The father and son who were still at loggerheads over the destiny of their joint Lego building enterprise; an obsession which had turned sour in recent weeks with Father wanting to construct a giant Taj Mahal, while Son was more in favour of Toronto’s CN Tower; they put their differences aside and compromised on Taiwan’s 101 tower. Just as well: the competition was looming and now they’d be crowned the winners in six weeks’ time. As for the number of kids they’d inspire in their own right to get off their tablets and telephones; that was unquantifiable.

The two elderly ladies who’d been on a whistle-stop tour of the capital, after spending last year’s Post Office bonds winnings on tickets to watch Riverdance (and dinner, bed and breakfast at The Savoy, they’d won good!), went home to take up ballet and ballroom dancing. The show, and its stars’ unfathomably fast legs, had inspired them to think about putting on their own dancing shoes after fifty years. The cake had given them the extra kick to sign up for lessons in their town hall.

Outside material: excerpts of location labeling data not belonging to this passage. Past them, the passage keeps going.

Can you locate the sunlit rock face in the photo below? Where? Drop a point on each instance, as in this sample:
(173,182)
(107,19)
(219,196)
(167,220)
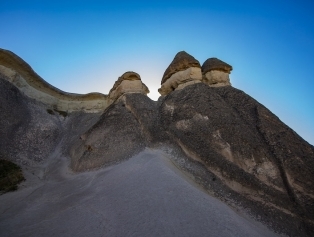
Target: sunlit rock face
(21,75)
(129,82)
(184,70)
(216,73)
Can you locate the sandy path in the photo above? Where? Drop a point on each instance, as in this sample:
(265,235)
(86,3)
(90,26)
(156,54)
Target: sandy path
(144,196)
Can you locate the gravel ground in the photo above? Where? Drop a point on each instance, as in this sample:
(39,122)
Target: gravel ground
(144,196)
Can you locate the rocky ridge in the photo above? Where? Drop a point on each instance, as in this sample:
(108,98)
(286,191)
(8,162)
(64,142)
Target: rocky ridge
(224,140)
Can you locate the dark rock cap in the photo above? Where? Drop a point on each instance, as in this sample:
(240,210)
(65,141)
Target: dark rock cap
(181,61)
(131,76)
(215,64)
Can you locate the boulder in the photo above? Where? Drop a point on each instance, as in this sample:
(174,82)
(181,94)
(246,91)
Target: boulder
(216,72)
(129,82)
(183,70)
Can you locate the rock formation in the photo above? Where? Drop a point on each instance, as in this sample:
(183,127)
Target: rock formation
(183,70)
(216,73)
(220,137)
(129,82)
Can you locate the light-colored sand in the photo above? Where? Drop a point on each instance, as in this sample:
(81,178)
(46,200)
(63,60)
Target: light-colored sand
(144,196)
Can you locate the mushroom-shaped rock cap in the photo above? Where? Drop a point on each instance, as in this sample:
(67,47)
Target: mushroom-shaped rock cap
(131,76)
(215,64)
(181,61)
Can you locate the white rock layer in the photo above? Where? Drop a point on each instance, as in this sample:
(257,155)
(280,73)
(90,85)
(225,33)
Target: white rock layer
(90,106)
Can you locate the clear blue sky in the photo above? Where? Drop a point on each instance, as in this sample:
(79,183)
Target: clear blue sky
(84,46)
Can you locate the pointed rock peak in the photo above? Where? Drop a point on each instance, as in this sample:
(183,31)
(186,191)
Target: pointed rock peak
(129,82)
(131,76)
(181,62)
(215,64)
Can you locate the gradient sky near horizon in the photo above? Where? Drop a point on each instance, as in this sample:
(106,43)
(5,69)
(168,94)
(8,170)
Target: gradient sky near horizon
(84,46)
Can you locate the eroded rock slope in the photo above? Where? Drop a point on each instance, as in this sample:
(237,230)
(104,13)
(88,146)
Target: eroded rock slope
(223,139)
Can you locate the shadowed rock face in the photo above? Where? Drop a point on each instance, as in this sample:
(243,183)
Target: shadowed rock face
(223,139)
(181,62)
(129,82)
(216,73)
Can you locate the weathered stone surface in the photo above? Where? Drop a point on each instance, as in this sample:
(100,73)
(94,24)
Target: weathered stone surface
(20,74)
(181,79)
(216,73)
(215,64)
(249,156)
(129,82)
(227,142)
(122,131)
(181,62)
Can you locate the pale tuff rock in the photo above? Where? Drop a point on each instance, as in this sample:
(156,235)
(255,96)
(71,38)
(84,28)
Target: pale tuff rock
(216,73)
(183,70)
(129,82)
(181,79)
(20,74)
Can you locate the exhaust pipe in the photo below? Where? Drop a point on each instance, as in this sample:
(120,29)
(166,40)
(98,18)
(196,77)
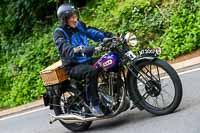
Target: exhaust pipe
(71,118)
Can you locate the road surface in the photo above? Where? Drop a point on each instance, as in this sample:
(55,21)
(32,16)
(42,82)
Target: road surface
(185,120)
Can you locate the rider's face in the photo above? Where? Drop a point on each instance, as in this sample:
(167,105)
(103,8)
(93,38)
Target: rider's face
(72,21)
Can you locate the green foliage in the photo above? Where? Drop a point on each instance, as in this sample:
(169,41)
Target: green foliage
(26,45)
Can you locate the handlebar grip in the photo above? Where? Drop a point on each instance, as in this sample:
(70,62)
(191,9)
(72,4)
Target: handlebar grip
(105,40)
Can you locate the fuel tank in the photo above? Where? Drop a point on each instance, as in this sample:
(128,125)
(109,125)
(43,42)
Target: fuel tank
(108,62)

And then there was the bonus footage, which had definitely scored them Amber Magnolia’s aforementioned Brownie points. The three girls in the original carriage had miraculously ceased their tireless tapping (they’d been airbrushing their plethora of social media profiles) and posted their presence to the worldau naturelinstead. Carmen’s cavorting – which had only happened because of the Cake Fairies grand entrée on the Tube – had woven its own inexplicable magic.

“But I thought all she wanted us to do was get noses away from screens,” said Annabelle, flummoxed at their impact on humankind already, almost completely taking back her earlier tempestuous words.

“I guess this is what happens when brain space is freed to get creative again, to listen to impulses; to do and to be in the moment.” Polly dabbed away at her teary eyes.

Annabelle couldn’t help but inwardly grin at the irony of that statement spilling from Polly’s lips.